Predictive Maintenance relies on analysing data for an asset (or asset class), to establish over a time the likely failure point for that asset. Once an accurate picture of an asset’s performance is built up, a company can add algorithms which can automatically schedule maintenance at optimum points to avoid asset failure. To implement this successfully in an organisation, it is vital that all the data on asset performance is collected systematically (usually automatically), and it’s the right sort of data, and the best way of doing that is by using an EAM system.
Recent innovations in mobile asset management systems also now means maintenance crews can add data directly to the EAM at every visit and make or escalate decisions on the spot. This avoids any delays or inaccuracies with the data, which is vital preparation for implementing Predictive Maintenance.
The EAM asset data can be combined with data collected automatically from remote sensors, using Internet of Things technology (for example, SCADA sensors), to finesse the intervention points according to the parameters set – such as average temperature, read by a heat sensor, or the wear rate of a bearing, measured using a vibration sensor.
The same sensors can be used to trigger alarms for immediate intervention, via the EAM, according to the conditions set. But users of Predictive Maintenance generally find that sensor-based monitoring reduces the requirement for manual intervention, by screening out false alarms, making data-based decisions about the state of the asset, and reducing maintenance visits.
Less maintenance, more uptime
Predictive Maintenance is all about being able to strike the right balance in an asset maintenance strategy.
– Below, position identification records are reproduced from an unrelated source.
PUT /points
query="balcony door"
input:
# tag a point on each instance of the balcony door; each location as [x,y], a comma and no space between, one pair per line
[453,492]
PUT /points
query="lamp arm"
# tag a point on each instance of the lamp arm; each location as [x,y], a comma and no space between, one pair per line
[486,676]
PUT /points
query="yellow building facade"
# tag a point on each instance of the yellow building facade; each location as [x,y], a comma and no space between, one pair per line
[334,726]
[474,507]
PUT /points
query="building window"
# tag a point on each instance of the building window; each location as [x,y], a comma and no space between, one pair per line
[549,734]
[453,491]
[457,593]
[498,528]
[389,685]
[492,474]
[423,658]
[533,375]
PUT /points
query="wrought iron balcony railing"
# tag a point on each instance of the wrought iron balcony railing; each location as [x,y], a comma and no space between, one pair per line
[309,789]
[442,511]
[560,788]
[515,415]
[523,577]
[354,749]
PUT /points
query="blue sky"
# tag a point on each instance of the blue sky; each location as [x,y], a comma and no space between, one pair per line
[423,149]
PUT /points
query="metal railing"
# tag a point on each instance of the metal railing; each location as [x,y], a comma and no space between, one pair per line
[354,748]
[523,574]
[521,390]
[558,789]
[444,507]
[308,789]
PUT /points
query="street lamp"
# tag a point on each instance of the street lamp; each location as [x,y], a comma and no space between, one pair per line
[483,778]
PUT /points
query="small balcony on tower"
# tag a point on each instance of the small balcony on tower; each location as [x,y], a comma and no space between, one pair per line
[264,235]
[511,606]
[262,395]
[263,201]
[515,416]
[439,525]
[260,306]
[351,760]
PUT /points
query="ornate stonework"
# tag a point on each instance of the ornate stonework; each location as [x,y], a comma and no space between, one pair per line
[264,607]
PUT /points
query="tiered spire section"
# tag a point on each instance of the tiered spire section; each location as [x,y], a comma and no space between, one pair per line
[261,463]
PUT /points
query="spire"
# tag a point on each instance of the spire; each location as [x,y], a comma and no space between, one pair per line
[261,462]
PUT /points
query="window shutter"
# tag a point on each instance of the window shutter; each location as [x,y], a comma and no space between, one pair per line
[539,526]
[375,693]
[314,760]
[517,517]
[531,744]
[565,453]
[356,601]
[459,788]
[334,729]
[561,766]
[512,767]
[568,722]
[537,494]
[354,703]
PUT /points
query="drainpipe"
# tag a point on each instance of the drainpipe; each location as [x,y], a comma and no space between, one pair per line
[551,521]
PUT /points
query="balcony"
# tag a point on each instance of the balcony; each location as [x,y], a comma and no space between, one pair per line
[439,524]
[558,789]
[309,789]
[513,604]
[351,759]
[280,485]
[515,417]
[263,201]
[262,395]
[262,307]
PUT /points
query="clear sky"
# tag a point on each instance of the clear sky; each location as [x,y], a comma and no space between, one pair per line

It can significantly reduce maintenance on each asset, and result in greater uptime. Customers using Predictive Maintenance often report startling results – for example, one global car manufacturer that used Maximo saw its manufacturing downtime slashed by 50%.
The EAM system then monitors and leverages the company’s maintenance benchmark KPIs such as MTBF (meantime between failure) and MTTF (meantime to failure), which users can use to predict the likely best time to perform proactive maintenance on the asset. The EAM system can then automatically schedule the maintenance with the appropriate work crew.
Reducing asset failure
In the event of an asset failure, the EAM data will conduct a Root Cause Analysis, and use data collected about the failure, to improve the modelling for that asset. This helps minimise future failures for the individual asset, and any similar ones.
It’s important to note though that equipment failure is an important part of the AI learning process, and that with the complexity of variables affecting each asset (for example: weather, fuel quality, frequency of use), it can take some time for algorithms to deliver the accuracy that Predictive Maintenance requires.
In particular industries safety and legal compliance are of paramount concern. Some of these industries may also be facing multiple challenges – e.g. falling prices, increased competition, heavy regulation, and underperformance penalties. In these situations, it is critical that businesses take advantage of new technologies wherever possible. Using AI based Predictive Maintenance is one way to square the circle – enabling them to increase reliability of assets, while simultaneously reducing maintenance costs.
The increased reliability that Predictive Maintenance brings is also helpful to businesses dealing directly with the public. Reducing the chances of catastrophic failures and getting early warnings of possible outages or otherissues, avoids the potential for financial and reputational damage which can be caused by such failures.
Although Predictive Maintenance is still in its infancy, the potential is clearly huge. Collecting the right data is a key first step. along with an Enterprise Asset Management system – vital for collating that data to then be able to use for Predictive Maintenance. Together they make an effective asset management and maintenance strategy that means less maintenance spend and greater productivity.